Ohhh, nooo!
The Trump administration has just thrown a roadblock at the California high-speed rail project by halting federal funds.
Will he come up with a plan?
Will he act in time to save the day?
(alt: Will Trump derail this stupid project?)
The General (full movie)
7 Comments!
President Trump should have made a statement to the people of California after suspending funding for the “high speed” rail project, “Some day, you’ll thank me.” He should also tell the governor, “Fix your damn highways and reservoirs first!”
Well they do have all that dam money sitting around doing nothing.
^ Well, mebbe not nothing.
Never fear, the gov’t experts are here.
State
OfficialsIncompetents:“I’m proud to say we’re spending more manpower scooping fish than we are fixing the Oroville dam or helping the farmers whose fields we flooded, then eroded. Farmers are rich and are not entitled to state assistance.”
Kalifornians should be proud of our gross negligence, dereliction of duty, malfeasance in office and technical incompetence in our quest to save the Planet for the People and drive out the bourgeois farmers.
As you know, the Trump Regime squandered our Federal aid entitlement for some aircraft to be used to kill middle eastern peasants, so tomorrow we’re having a 10k run fundraiser in Beverly Hills for the Delta Smelt and our glorious high speed railroad. We’ll have categories for six age brackets and six genders, so all can feel good helping the Cause.
^Dick 4
“Bourgeois farmers” = Kulaks = enemies of the proletariat, according to Comrade Stalin. It is unknown exactly how many of them he killed; estimates range from several hundred thousand to several million. See “dekulakization”.
What’s disheartening is that the High Speed Fail Project cannot meet the legal requirements for the project.
In other words, since the law isn’t being followed, the project should be dead in its tracks.
However, since laws are only for the little people, full steam ahead!
Only morons have any liking for high speed rail. I’m from FL, where our governor and legislature shot down the idea of HSR from Tampa to Orlando (which takes about and hour to drive). Over any distance where high speed travel makes sense, HSR cannot compete with airplanes.
HSR has to operate like an express elevator. You can’t stop every 10 miles for a station, otherwise your average speed is just crap. It also cannot share rails with slower traffic, so you need a separate roadbed for it. Airplanes only need airports at the destinations. HSR needs a roadbed from point A to point B. It has to be built and maintained to very high standards.

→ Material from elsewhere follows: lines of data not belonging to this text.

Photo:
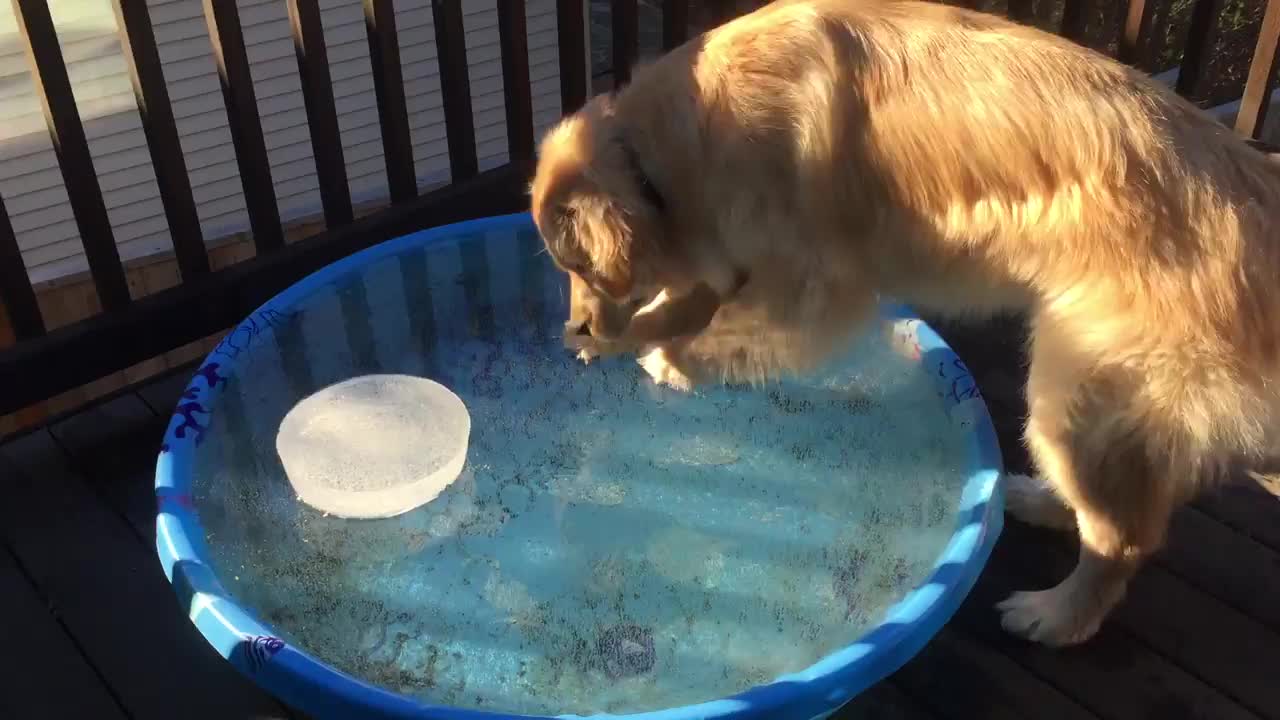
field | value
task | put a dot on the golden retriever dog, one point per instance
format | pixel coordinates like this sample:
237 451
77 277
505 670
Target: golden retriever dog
769 180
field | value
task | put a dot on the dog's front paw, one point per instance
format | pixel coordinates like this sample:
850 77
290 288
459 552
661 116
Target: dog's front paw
658 364
1034 502
1048 618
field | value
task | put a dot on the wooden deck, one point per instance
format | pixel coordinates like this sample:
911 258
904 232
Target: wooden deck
91 629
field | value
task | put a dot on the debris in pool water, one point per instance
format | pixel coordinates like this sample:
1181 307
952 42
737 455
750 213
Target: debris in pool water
626 651
374 446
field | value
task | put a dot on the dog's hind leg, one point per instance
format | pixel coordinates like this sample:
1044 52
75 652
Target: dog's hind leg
1121 502
1034 501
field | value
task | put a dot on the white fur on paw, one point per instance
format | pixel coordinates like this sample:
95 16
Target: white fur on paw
1046 618
662 372
1032 501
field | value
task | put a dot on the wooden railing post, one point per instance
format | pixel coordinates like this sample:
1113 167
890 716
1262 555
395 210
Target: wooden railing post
675 23
389 90
1075 19
16 292
516 89
1262 76
246 127
321 115
1022 12
146 73
451 51
1201 37
1139 45
54 89
571 27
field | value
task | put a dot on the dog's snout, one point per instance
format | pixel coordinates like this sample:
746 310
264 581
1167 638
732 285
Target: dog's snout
583 328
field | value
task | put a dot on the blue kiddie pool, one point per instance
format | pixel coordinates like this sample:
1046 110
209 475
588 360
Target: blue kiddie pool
603 547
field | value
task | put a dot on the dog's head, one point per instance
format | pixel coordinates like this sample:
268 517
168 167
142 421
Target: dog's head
600 217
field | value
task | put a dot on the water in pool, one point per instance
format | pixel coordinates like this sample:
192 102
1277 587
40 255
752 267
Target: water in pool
609 546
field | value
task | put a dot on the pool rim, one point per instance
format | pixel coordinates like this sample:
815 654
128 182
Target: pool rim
310 684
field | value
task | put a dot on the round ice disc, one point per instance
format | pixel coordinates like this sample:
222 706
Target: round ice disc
374 446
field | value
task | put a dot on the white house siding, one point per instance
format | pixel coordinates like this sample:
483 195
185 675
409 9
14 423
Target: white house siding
32 186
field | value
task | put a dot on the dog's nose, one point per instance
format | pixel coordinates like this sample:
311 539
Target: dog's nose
577 328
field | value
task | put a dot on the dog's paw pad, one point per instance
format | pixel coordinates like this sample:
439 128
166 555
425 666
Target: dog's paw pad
1043 618
1032 501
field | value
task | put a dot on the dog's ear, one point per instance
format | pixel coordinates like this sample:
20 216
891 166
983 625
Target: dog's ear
597 210
607 235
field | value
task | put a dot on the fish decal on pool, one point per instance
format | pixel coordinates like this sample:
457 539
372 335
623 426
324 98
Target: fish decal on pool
260 650
186 410
626 651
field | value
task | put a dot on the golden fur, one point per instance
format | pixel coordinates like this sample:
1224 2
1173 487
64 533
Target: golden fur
831 150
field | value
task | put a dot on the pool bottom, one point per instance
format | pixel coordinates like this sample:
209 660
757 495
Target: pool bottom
611 546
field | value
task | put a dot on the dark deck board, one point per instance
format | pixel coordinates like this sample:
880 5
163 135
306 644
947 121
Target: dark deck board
41 671
959 679
110 593
1249 582
1114 675
1248 507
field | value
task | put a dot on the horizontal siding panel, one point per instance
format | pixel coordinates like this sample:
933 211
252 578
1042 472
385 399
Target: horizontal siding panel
33 187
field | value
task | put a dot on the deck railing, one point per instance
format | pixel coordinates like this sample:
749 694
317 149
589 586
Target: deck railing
39 364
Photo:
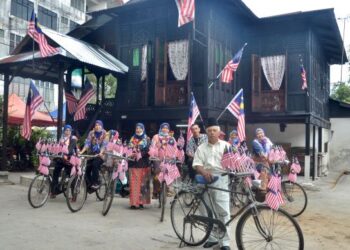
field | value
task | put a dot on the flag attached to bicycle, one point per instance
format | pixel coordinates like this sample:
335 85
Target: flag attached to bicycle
231 66
236 107
186 9
72 102
86 95
192 116
34 100
35 32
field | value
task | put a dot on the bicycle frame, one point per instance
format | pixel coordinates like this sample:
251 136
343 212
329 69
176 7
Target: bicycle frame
251 204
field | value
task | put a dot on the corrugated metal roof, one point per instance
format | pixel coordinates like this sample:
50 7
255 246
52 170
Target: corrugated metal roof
87 53
71 48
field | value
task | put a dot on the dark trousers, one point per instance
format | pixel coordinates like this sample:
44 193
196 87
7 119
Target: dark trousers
59 165
93 166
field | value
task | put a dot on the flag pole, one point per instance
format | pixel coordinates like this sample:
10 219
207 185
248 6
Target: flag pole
217 119
212 82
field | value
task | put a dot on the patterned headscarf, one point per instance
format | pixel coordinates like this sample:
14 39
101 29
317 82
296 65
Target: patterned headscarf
164 124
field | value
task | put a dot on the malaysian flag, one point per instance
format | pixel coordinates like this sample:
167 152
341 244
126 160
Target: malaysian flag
38 36
186 10
72 102
236 107
86 95
303 77
231 66
34 100
192 116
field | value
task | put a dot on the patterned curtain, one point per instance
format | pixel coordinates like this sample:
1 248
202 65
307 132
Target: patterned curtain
144 63
178 58
274 67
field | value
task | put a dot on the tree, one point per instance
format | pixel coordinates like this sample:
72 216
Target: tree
341 92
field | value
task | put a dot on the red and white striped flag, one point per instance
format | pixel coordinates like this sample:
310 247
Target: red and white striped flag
236 107
37 34
192 116
186 9
231 66
34 100
87 94
72 102
303 77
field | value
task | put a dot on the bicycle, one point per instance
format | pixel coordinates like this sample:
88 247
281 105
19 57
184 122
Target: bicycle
194 221
164 187
77 187
111 181
40 187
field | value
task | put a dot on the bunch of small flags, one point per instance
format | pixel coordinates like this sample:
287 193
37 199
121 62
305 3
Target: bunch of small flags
277 154
169 172
295 169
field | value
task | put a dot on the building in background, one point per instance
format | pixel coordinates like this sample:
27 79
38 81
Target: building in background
61 16
95 5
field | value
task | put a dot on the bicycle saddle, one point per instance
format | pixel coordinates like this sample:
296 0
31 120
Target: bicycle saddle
201 180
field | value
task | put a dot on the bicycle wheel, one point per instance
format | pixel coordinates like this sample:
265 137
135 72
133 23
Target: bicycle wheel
39 191
102 190
162 200
190 231
108 200
295 198
76 193
263 228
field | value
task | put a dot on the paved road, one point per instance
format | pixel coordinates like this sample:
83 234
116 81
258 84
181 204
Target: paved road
326 223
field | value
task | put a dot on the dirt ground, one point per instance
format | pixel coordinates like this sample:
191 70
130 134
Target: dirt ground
325 223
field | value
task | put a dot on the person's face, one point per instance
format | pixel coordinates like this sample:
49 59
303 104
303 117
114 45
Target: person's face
139 130
260 135
98 127
195 130
165 130
233 136
67 132
213 133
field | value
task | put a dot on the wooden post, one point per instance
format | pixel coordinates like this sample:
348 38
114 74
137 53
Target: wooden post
5 120
103 89
60 101
313 167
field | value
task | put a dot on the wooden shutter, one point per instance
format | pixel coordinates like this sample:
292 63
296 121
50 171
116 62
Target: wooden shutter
256 82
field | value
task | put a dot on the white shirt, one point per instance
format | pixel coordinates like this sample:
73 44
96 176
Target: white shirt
209 155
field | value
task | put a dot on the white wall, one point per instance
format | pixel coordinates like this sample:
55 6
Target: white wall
340 143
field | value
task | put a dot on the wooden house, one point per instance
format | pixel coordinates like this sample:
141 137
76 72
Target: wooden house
144 34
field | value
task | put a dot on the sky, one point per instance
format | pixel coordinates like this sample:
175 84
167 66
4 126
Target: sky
277 7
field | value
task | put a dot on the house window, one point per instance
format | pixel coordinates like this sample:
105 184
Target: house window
22 8
14 41
47 18
73 25
136 57
78 4
264 99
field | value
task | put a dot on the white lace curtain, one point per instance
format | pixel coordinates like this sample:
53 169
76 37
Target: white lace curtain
178 58
144 63
274 67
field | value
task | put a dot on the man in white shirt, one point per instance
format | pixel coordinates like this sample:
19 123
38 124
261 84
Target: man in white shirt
207 162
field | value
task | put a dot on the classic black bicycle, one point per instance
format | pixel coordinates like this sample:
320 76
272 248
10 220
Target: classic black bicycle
259 227
77 187
40 187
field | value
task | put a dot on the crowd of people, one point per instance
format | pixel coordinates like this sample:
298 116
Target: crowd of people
204 153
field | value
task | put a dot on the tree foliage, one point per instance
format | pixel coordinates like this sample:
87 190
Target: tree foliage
341 92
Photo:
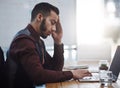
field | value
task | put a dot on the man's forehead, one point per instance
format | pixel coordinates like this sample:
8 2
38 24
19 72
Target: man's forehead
53 16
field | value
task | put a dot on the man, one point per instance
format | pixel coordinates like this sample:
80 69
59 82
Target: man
28 61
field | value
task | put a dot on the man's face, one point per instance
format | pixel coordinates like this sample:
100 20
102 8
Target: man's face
48 25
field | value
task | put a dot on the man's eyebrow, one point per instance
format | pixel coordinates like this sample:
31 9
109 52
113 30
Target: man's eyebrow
53 21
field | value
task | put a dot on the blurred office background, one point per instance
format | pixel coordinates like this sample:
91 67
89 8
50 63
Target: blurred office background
91 27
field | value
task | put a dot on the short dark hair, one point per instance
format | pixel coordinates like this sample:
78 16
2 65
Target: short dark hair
43 8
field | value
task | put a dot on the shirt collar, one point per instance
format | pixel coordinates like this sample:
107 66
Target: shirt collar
33 32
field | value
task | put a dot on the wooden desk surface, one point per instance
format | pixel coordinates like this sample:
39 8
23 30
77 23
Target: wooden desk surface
76 84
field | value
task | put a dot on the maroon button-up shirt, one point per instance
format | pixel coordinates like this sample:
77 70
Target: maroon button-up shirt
30 69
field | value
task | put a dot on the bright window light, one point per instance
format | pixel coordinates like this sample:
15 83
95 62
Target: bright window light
90 21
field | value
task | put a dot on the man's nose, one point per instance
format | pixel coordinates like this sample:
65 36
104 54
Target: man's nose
54 28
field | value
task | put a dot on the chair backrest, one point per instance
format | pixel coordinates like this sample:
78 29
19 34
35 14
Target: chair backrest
2 61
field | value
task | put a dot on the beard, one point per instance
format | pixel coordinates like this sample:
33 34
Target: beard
43 29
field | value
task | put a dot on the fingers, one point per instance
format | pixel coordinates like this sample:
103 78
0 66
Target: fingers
80 73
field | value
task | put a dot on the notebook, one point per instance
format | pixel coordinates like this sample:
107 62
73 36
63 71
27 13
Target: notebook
114 67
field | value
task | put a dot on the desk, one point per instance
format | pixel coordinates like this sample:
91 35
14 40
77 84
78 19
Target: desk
76 84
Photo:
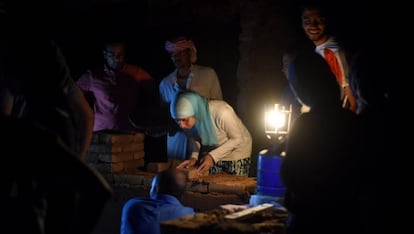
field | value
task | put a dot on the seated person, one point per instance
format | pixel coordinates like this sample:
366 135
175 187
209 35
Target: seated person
143 215
219 139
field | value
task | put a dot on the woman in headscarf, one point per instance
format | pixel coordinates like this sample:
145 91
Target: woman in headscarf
220 141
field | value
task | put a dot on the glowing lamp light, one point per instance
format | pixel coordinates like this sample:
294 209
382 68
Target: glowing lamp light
277 121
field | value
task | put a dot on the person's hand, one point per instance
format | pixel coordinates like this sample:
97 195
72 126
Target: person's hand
187 163
206 163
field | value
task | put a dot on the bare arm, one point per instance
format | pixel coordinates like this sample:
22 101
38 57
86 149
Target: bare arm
83 118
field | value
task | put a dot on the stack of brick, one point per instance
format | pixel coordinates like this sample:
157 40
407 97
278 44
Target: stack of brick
114 153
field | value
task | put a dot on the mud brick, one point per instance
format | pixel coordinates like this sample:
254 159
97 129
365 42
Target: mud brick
133 147
132 166
192 173
139 154
122 156
155 167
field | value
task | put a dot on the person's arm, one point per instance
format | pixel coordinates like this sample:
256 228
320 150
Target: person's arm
231 124
215 87
83 118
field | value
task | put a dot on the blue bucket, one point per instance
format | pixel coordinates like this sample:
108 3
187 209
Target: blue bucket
268 178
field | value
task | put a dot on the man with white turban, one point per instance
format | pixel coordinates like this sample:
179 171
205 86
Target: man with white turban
186 76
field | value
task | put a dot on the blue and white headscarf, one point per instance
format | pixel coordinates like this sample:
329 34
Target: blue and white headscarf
187 104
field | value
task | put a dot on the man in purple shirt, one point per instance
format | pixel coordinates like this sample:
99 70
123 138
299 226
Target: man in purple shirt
116 90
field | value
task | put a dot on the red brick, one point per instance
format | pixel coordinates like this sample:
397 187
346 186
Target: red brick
155 167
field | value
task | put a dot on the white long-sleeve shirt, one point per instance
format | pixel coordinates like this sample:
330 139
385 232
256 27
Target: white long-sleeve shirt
234 140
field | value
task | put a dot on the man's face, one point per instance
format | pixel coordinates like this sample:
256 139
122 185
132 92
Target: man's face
314 25
114 56
181 59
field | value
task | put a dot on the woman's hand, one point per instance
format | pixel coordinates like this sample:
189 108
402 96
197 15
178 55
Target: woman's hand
187 163
206 163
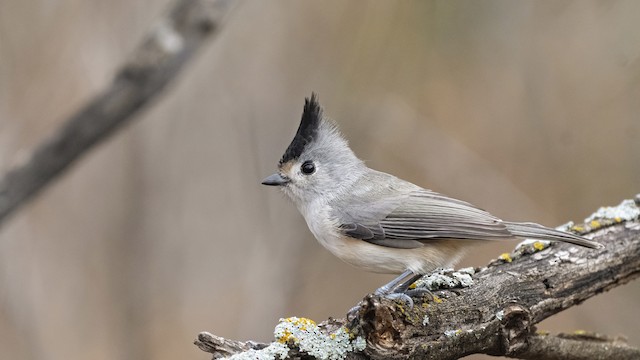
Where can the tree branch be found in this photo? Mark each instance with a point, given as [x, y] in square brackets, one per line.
[492, 310]
[153, 65]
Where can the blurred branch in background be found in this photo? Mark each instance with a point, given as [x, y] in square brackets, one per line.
[492, 310]
[153, 65]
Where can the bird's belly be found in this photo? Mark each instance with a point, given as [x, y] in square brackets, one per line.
[388, 260]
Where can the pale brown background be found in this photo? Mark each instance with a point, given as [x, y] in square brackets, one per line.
[530, 110]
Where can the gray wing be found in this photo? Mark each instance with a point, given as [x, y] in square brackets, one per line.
[419, 216]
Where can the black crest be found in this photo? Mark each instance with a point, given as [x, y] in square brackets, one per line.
[307, 131]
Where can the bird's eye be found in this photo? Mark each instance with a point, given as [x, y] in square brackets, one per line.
[308, 167]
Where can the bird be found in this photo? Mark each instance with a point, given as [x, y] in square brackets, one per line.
[378, 222]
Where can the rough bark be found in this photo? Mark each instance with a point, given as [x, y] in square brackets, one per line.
[154, 64]
[497, 314]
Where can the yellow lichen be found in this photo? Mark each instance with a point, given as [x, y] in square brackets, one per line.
[538, 245]
[506, 257]
[285, 337]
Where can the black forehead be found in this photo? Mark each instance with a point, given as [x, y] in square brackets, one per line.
[307, 131]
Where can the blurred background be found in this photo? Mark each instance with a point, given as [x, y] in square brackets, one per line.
[527, 109]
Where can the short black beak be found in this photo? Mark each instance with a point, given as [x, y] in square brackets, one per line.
[275, 180]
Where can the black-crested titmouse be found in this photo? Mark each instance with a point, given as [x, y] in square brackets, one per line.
[380, 223]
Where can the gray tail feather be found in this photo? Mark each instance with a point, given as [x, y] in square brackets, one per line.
[539, 232]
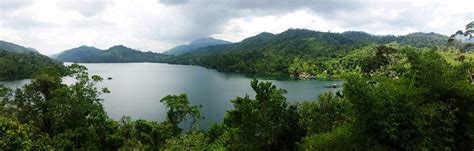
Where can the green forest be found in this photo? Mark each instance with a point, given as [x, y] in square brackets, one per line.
[395, 97]
[16, 66]
[275, 55]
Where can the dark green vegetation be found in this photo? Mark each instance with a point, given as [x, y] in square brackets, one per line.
[195, 44]
[115, 54]
[424, 102]
[463, 40]
[18, 62]
[264, 54]
[270, 54]
[11, 47]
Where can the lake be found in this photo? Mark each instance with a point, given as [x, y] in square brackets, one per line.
[137, 88]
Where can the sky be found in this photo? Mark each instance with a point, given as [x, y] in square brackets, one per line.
[52, 26]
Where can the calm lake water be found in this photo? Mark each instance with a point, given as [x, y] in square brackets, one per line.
[136, 89]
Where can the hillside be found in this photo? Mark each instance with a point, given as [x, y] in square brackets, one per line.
[11, 47]
[18, 62]
[78, 54]
[196, 44]
[270, 54]
[114, 54]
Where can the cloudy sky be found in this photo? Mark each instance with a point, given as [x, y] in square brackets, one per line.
[52, 26]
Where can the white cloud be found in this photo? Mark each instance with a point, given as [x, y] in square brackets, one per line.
[55, 25]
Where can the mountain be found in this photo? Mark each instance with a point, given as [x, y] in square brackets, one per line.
[78, 54]
[119, 53]
[271, 54]
[18, 62]
[11, 47]
[199, 43]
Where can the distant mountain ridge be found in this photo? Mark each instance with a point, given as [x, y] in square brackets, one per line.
[115, 54]
[196, 44]
[271, 54]
[19, 62]
[11, 47]
[347, 38]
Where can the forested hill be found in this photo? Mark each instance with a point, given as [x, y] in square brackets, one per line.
[271, 54]
[119, 53]
[195, 44]
[18, 62]
[11, 47]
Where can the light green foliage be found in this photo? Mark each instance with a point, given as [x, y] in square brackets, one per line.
[191, 141]
[323, 115]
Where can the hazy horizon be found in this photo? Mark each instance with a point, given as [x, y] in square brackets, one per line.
[52, 26]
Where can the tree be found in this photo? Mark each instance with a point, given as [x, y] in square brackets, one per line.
[266, 123]
[179, 108]
[470, 29]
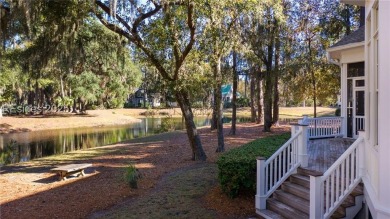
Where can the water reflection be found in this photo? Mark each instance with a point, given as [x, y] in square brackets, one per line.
[32, 145]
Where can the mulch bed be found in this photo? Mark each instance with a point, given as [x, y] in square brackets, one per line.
[29, 190]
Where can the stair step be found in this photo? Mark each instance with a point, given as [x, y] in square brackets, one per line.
[337, 215]
[301, 180]
[267, 214]
[296, 189]
[292, 201]
[309, 172]
[359, 190]
[284, 210]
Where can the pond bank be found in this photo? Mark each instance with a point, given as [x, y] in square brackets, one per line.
[29, 190]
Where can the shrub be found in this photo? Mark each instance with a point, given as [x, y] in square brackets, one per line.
[9, 153]
[167, 124]
[132, 175]
[237, 167]
[243, 102]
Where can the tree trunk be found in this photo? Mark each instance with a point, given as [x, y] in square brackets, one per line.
[62, 87]
[275, 114]
[219, 104]
[268, 100]
[192, 133]
[252, 95]
[234, 104]
[215, 110]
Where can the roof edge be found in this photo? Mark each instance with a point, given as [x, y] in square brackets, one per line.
[346, 46]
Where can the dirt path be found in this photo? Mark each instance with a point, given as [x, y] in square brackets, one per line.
[29, 190]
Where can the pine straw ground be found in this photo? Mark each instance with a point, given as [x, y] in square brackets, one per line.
[172, 185]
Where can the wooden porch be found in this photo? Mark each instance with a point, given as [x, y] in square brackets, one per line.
[323, 153]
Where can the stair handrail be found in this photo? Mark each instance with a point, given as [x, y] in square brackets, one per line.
[272, 172]
[329, 190]
[323, 127]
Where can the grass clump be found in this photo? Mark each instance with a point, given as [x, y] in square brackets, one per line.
[237, 167]
[132, 175]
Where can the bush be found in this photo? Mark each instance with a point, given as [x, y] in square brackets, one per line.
[167, 125]
[237, 167]
[132, 175]
[9, 153]
[243, 102]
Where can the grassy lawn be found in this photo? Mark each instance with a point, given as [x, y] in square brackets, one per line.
[288, 112]
[177, 195]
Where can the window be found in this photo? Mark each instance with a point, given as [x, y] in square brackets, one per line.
[355, 69]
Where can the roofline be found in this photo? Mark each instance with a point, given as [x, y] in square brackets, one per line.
[347, 46]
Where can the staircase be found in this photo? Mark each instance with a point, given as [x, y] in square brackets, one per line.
[292, 199]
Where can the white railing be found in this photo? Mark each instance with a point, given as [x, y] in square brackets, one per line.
[324, 127]
[328, 191]
[271, 173]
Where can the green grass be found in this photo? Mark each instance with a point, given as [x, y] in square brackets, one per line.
[177, 195]
[288, 112]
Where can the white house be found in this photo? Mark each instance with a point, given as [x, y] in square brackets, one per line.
[365, 100]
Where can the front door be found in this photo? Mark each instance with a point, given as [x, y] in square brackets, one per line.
[355, 99]
[358, 110]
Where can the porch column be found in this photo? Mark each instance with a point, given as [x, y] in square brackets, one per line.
[362, 134]
[260, 200]
[344, 98]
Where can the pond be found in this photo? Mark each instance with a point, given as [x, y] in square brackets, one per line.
[37, 144]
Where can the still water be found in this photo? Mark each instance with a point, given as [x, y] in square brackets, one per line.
[37, 144]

Compare the costs of travel between two reasonably distant cites: car, bus, Amtrak (which is subsidized, so their ticket prices are artificially low), and airlines. My example: Orlando to DC. Car is cheapest, and according to Mapquest would take about 13 hours to drive the 850 miles (cost will vary based on your car, but 30 MPG will cost about $64 in gas, and eventually about the same amount in maintenance). Amtrak and Greyhound will take about 24 hours for about $200 (last time I checked). Airlines cost about $200 and take about 2 hours for the flight. HSR will HAVE to cost more than Amtrak. It will have to have its own roadbed, whereas Amtrak rents time on existing freight lines, so that makes Amtrak’s roadbed costs cheaper. It will have to have higher energy costs, since Amtrak does about 80 MPH and HSR would be going say, 3 times as fast, so you’d have 9 times the energy costs just for the increase in air resistance (parasitic drag is a square function – 3 times the speed means 9 times the parasitic drag). Assuming that HSR doesn’t stop along the way (and it WILL), it would take HSR 3.5 hours at 240 MPH to make the trip.
So who’s going to pay more to get there slower?